Other good metrics. As I’ve written before, achieving “near” universal coverage is not a good metric. The ACA is simply not designed to do that, as the CBO has articulated (see the discussion on page 5 of their recent report). It cannot achieve anything like universal coverage without a massively bigger individual mandate penalty or equivalent inducement. Instead, I propose as a better metric achieving near universal access to affordable coverage of good quality. This is really what the ACA is about, despite the rhetoric. Notice that one can debate what “near universal,” “affordable,” and “good quality” mean. I’m not aware that the administration or other vocal proponents of Obamacare have established metrics along these lines; they should.
But, thanks to the Supreme Court’s ruling that states can decline to expand Medicaid without losing all federal Medicaid funding, the ACA has already failed in this regard (or states have failed it). Access to affordable coverage is unavailable for below-federal poverty line residents of states not expanding Medicaid. This is a serious policy issue that deserves a lot more attention than whether or not more than 6 or 7 or 8 million people have enrolled in exchange plans to date.
Another good metric is increase in financial protection (e.g., fewer bankruptcies) that coverage expansion might provide. We really ought to see some movement in this area.

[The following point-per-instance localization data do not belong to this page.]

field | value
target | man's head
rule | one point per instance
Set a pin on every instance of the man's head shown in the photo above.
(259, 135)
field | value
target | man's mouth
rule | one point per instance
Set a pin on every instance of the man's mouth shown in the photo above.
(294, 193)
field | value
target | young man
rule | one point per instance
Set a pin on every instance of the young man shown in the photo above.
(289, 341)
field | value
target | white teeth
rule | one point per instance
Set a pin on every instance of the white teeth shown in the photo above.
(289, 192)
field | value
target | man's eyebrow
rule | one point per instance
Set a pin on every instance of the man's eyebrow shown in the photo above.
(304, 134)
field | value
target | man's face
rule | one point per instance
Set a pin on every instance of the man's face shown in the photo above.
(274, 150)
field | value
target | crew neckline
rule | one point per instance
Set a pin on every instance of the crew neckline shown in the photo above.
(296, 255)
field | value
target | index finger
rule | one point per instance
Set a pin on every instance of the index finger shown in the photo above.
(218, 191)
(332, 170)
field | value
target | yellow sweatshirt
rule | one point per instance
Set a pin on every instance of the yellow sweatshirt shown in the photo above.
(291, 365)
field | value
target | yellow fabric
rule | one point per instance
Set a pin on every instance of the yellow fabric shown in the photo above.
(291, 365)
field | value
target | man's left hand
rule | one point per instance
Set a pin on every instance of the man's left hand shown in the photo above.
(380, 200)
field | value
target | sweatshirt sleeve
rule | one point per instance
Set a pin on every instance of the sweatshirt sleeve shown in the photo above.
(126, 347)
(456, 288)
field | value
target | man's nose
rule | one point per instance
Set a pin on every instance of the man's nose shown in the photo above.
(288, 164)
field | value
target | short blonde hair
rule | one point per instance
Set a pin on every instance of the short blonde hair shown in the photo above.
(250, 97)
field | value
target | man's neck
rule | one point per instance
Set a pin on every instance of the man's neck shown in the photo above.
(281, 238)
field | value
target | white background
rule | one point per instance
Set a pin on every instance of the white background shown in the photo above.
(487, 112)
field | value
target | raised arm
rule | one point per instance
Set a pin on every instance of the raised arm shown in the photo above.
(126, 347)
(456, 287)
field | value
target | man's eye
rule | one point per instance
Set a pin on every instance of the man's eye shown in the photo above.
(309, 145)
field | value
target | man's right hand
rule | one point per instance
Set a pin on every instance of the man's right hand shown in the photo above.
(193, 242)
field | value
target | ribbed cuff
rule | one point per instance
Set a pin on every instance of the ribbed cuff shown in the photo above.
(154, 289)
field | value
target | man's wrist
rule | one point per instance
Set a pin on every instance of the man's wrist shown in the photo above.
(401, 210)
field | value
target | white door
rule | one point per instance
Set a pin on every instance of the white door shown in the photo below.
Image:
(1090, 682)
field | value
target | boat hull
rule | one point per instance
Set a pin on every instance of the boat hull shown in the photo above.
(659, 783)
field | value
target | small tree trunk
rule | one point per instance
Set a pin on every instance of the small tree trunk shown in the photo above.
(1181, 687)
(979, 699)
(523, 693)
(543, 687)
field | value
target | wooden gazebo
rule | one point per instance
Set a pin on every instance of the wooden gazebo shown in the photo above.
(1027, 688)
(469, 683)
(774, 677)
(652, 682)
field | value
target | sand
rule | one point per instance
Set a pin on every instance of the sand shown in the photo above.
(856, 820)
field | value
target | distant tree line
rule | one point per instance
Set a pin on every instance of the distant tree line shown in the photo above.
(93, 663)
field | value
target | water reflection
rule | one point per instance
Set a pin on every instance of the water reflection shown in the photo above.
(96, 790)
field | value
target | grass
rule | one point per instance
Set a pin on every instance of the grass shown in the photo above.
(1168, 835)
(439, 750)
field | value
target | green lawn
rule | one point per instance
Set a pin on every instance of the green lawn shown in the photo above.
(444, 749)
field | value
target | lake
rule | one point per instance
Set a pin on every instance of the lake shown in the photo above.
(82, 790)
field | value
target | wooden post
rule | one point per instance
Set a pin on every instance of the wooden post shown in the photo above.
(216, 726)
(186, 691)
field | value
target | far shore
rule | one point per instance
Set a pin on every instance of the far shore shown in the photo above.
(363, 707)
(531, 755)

Finally, one must acknowledge that a lot rides on what future policymakers do. Will they redirect subsidy spending for other purposes, making insurance less affordable? Will they expand Medicaid or permit states more flexibility to do so? It’s not fair to view the ACA as static policy. It’s already changed, by virtue of administrative, judicial, and congressional action. Any big program will fail if it’s not nurtured, supported, and tweaked as required.
Stepping back, fundamentally we know the ACA will fail in the sense that there’s obviously a lot more work to be done in improving the U.S. health system. Nobody should feel complacent because coverage became X% cheaper, on average or Y% of exchanges are stable with good levels of competition or morality rates fell by Z% over N years. It’s absolutely fair to ask proponents to define how to judge if the ACA is a step in the right direction, but even if it proves to be so, it’s not enough. It’s never enough. Even those who espouse benchmarks that the ACA or its tweaked successor surpasses would be wrong to claim “mission accomplished.”
In that sense, we all may be at least a little wrong about Obamacare.
* I’m dodging a complexity here. Market structure is, in fact, more complex than “state-level.” Plans can offer products on a county-by-county basis, so there’s really a patchwork of overlapping markets to consider, as one sees in Medicare Advantage.